I truly believe through the use of technology we can increase engagement in these students and make learning fun again. Starting in January, my school will be going 1:1 with each student receiving a MacBook Air. Over the last couple of years my principal has let me try out and test different applications in the hopes that we would be able to go 1:1. However, through this process of disruption I sometimes have “disrupted” people that are not really used to being disrupted. This list included administrators, technology staff, and other teachers. These disruptions included getting our filters opened first for teachers, then slowly lifting the lid for students. Others included moving faster than administrators cared or liked to move. Finally, I disrupted other teachers by being the first teacher to allow students to use smart phones in my classroom.

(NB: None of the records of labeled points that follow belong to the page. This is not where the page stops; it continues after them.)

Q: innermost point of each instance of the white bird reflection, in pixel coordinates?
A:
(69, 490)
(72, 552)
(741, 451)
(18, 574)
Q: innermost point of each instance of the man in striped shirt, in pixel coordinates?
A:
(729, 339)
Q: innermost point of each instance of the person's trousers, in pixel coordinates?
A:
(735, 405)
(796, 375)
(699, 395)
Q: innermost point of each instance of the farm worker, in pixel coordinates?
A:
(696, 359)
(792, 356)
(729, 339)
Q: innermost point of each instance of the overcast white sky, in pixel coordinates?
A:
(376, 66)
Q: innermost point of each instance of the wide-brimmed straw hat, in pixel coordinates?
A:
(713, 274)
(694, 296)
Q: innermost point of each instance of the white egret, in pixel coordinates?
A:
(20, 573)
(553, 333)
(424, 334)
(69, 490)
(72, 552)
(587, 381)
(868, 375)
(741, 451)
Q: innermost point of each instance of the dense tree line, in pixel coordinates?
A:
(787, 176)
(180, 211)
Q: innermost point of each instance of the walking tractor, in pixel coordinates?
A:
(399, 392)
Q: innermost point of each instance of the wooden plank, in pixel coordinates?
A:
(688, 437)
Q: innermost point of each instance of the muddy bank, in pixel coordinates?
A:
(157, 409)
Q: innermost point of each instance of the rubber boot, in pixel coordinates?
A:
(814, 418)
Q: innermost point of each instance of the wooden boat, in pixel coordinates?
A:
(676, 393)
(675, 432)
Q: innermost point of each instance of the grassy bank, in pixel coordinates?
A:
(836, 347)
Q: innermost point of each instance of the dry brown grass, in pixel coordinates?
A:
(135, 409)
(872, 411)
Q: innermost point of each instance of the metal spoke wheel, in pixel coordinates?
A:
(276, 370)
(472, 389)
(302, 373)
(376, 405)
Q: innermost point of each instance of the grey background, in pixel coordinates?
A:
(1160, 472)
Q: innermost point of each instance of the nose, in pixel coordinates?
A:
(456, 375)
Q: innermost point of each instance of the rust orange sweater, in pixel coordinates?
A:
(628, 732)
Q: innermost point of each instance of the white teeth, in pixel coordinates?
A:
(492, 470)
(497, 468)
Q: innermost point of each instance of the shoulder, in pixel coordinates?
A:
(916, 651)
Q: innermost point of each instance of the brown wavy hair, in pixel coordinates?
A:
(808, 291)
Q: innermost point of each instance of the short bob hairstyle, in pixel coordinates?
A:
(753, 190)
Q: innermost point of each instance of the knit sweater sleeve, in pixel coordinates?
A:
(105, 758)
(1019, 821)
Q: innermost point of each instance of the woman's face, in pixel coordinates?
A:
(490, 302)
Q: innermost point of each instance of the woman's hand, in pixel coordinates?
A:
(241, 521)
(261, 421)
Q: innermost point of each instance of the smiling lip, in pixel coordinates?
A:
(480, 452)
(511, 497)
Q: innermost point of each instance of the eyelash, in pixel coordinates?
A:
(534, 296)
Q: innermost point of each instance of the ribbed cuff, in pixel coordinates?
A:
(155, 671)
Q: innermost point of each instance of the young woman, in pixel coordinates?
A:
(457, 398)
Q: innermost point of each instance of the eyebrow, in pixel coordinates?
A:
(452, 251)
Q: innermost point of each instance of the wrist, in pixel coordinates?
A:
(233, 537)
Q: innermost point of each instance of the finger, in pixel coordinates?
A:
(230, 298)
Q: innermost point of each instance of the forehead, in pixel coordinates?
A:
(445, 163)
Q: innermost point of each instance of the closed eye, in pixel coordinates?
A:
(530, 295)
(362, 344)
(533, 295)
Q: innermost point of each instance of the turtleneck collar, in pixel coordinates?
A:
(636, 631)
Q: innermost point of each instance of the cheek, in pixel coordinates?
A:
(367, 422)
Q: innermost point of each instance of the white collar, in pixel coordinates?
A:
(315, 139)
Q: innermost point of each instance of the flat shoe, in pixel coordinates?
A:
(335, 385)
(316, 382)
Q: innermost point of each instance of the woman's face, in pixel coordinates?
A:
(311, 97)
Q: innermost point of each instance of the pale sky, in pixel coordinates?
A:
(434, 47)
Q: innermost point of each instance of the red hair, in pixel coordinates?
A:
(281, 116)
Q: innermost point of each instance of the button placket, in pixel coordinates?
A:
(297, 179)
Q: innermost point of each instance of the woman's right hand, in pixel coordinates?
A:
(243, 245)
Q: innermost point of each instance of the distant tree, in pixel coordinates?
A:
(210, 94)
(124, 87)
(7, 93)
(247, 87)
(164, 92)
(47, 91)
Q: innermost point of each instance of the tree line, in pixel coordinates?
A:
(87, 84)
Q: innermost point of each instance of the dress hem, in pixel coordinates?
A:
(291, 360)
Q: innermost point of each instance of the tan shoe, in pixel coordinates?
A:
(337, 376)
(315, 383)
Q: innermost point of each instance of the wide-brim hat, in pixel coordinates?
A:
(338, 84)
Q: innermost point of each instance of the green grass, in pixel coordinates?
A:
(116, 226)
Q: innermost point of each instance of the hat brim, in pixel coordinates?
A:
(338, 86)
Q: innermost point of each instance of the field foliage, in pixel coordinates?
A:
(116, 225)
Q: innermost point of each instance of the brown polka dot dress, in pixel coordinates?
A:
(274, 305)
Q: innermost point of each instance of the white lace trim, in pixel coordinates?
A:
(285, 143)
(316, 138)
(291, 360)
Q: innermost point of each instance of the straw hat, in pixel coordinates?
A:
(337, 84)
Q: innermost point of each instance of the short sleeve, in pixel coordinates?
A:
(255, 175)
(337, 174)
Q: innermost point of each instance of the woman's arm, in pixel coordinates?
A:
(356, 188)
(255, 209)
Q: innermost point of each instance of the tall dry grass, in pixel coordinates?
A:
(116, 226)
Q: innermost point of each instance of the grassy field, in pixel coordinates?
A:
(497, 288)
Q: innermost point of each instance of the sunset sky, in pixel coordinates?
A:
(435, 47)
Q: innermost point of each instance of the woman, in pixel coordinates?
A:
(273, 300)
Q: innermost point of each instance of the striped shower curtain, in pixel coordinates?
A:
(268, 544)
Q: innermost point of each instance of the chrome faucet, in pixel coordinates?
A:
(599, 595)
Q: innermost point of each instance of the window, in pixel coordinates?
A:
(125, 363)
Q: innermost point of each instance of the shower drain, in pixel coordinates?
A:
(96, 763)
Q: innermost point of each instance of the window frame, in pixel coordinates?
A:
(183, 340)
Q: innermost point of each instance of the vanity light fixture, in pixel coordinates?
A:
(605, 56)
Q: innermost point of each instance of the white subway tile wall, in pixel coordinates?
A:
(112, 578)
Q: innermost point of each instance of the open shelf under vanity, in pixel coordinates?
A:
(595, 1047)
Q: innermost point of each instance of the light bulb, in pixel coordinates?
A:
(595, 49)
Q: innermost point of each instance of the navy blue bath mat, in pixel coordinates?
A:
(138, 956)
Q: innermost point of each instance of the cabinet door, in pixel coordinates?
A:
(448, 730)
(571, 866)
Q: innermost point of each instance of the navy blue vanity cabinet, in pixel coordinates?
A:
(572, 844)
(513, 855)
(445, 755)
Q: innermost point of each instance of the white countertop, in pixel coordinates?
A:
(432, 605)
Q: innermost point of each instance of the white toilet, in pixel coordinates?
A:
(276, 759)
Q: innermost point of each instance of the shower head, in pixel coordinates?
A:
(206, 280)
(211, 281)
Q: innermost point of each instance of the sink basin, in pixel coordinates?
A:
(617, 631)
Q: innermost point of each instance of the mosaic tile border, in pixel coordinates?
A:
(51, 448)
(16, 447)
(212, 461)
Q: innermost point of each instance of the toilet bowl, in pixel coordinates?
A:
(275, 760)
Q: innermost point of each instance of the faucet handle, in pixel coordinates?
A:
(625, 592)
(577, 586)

Returning to my opening statement: a disruptor is usually the innovator, pioneer and thorn in the side of administration. This means you are going to be the lone wolf on the staff, looked at as a troublemaker, or boat rocker. I have heard two different ways that schools and districts move. One is “don’t turn the boat to fast because someone might fall off.” Another philosophy put forth by my former principal is that of building an airplane in flight. As I have become more involved with the educational community on Twitter with other disruptors we all feel like we are the only ones doing the disrupting whether through 1:1, blended, flip teaching, mobile learning. I am here to say you are not alone and to continue your disruption of the process in your school.
As you continue to disrupt your schools and districts- find others in your town, region, or state you can meet with face to face or online for support, ideas and collaboration. These fellow disruptors will do wonders for your morale. Without this support you will feel like an island until others in your building start to come along for the ride. Believe it or not some of your best advertisement or publicity will come from your students. If you are willing to try new things especially using the technology, applications, and social media they use will win you supporters among them and they’ll talk. Once they start talking you will get other teachers coming in and asking what you are doing and how you are doing it. This brings me to another trait of a disruptor that of someone who is willing to share, help and support those looking to make changes in their classroom. If you support them they will in the end support you as you all move to change the way students learn and we teach.
A disruptor has to be willing to fail. American dogsled driver and explorer said: “Dream big and dare to fail” when he climbed the Antarctic 10,000 ft peak named for him by Admiral Byrd when he was nearly 89 years old. As disruptors, we are dreamers and risk takers which means we will fail from time to time. Sometimes we fail in small ways and other times we will have a major failure. Failure doesn’t mean we stop what we are doing, but we slow down or temporarily stop and reassess what we are doing. The biggest key in failing is not to panic in the face of the failure. Always have a backup plan in case of failure especially if your principal is observing you that day. This brings up the point of planning and testing. Make sure you plan well and test everything before you try it out on the students.
Finally, to be a disruptor you need to be:
Not afraid to push into new technologies.
Ready to take criticisms from all directions (including fellow teachers).
Ready to be the lone wolf in your building or even your district.
Ready to build your own PLN via Twitter, Google +, Edmodo, or Facebook.
Be willing to travel to and attend conferences.
Move forward without fear of failure.
Ready to experience failure more than once.
Most of all disrupt your students, teachers, school and district.